Yeah, everything at the bottom will become zero, and the velocity at the bottom will cancel the velocity at the top, so it drops out as well.

 The P at the top has to be less the P (1 atm) at bottom.
That's what the equation is saying. But that would imply reverse flow because the atm pressure would want to push the water up, and not down. (water is flowing down and out the tube)

## Pipe Flow

The OP didn't mention water. I thought it was an open pipe in air, and it was air flow.

The water flows down in gravity.

The head of water pushes down. Water displaces air.

The atmosphere provides a hydrostatic pressure, distinct from the head of water.

 Quote by Astronuc The OP didn't mention water. I thought it was an open pipe in air, and it was air flow. The water flows down in gravity. The head of water pushes down. Water displaces air. The atmosphere provides a hydrostatic pressure, distinct from the head of water.
Sorry, it can be any incompressible fluid.

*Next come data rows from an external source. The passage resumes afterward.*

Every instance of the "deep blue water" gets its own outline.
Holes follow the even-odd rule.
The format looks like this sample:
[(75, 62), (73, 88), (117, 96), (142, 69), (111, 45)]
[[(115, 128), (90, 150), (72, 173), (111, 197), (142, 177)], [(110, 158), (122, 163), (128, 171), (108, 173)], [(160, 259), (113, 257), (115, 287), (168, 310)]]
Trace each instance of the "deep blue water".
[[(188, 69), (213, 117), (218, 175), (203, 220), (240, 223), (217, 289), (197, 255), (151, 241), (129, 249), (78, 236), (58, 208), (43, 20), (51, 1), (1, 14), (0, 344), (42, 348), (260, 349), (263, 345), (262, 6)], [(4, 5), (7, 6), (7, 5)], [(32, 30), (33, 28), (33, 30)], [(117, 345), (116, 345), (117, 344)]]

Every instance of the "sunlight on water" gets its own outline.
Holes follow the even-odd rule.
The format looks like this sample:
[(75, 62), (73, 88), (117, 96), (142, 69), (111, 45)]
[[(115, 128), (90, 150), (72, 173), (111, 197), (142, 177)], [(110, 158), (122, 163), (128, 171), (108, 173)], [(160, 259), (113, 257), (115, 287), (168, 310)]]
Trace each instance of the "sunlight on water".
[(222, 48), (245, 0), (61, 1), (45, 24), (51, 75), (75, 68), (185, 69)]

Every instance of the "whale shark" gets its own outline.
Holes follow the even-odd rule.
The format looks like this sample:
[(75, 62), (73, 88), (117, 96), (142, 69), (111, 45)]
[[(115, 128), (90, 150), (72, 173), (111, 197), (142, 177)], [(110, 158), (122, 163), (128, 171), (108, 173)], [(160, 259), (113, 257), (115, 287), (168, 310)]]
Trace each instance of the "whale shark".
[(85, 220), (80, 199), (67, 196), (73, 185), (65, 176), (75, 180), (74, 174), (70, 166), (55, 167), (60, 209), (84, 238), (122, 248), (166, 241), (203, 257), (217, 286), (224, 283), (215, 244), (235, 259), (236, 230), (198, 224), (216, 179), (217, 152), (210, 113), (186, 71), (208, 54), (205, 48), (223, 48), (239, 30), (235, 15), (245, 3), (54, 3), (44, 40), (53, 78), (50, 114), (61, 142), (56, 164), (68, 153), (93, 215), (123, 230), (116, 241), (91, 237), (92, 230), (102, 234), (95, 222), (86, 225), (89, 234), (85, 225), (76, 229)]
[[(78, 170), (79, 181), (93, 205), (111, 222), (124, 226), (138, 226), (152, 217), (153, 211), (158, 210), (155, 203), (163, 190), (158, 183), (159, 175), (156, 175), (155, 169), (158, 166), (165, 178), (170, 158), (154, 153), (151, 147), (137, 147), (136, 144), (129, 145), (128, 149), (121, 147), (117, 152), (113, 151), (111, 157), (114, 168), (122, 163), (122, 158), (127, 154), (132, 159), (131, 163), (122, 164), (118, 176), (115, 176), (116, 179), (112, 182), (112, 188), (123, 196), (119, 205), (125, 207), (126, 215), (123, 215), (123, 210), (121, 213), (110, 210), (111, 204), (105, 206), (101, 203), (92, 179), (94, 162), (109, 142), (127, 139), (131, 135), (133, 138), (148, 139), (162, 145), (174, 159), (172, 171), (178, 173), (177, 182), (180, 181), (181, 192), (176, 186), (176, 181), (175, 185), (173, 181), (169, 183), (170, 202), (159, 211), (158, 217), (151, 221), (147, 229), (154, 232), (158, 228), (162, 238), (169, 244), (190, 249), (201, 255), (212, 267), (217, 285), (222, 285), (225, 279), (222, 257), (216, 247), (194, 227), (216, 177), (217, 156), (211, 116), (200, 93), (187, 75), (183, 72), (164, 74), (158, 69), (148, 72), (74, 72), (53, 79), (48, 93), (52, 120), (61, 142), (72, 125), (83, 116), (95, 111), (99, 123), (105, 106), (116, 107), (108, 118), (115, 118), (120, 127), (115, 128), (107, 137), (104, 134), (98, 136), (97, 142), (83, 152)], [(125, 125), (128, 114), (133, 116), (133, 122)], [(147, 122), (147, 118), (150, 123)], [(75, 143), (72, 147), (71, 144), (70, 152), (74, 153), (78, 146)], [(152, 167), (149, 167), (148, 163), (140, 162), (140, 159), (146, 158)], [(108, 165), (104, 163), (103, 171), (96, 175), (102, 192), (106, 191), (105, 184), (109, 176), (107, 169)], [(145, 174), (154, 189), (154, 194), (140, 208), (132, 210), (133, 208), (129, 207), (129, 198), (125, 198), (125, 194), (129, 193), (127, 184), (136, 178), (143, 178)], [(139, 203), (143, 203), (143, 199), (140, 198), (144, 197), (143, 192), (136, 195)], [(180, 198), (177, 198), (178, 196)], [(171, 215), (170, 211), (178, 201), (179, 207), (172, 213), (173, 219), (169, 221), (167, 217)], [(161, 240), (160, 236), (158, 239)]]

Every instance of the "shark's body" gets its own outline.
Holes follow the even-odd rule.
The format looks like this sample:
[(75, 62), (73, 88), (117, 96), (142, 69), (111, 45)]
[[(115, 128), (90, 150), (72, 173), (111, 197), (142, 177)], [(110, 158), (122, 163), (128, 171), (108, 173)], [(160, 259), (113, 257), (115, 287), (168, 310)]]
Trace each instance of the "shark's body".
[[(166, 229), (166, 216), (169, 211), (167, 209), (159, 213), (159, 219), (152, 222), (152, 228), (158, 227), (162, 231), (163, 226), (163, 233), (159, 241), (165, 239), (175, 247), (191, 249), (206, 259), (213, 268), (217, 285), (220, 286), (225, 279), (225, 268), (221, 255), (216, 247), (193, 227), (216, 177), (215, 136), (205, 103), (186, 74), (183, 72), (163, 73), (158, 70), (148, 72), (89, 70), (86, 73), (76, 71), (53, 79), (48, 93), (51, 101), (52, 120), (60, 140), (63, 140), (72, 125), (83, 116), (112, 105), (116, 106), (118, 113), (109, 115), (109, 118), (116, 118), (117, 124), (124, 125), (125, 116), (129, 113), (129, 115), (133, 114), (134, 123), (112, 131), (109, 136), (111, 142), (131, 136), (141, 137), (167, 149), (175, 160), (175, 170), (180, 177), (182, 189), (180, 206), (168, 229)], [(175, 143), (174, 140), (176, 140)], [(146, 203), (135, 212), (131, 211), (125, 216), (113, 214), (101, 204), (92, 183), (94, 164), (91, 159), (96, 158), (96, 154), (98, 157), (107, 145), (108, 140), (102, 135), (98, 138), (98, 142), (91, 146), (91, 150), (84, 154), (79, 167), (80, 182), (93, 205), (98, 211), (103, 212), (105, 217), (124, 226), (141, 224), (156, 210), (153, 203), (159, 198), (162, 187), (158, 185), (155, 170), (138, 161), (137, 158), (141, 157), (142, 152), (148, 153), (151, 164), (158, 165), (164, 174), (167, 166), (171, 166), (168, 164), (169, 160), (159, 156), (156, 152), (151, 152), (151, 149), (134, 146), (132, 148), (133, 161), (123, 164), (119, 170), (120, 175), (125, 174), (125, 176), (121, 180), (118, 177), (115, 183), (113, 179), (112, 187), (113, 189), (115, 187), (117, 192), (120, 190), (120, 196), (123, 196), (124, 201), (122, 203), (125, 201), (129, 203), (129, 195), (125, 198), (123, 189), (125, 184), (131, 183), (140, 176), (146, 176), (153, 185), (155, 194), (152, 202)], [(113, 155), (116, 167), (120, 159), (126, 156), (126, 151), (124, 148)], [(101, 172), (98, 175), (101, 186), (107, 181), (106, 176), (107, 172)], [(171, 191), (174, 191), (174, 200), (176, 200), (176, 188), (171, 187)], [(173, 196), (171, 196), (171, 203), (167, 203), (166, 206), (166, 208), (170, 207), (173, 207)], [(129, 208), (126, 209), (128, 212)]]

Eh, I did a bad job in my OP, didnt I!

The problem is that if you go a step further and consider the top of the pipe to be pressurized, then you will get negative hydrostatic terms, which makes no sense.

Maybe the problem is that you cannot ignore the contraction coefficient?

 The head of water pushes down. Water displaces air.
This cant be true in steady flow.

 The water flows down in gravity.
Right, but it also flows in the direction of decreasing pressure, which is now a problem?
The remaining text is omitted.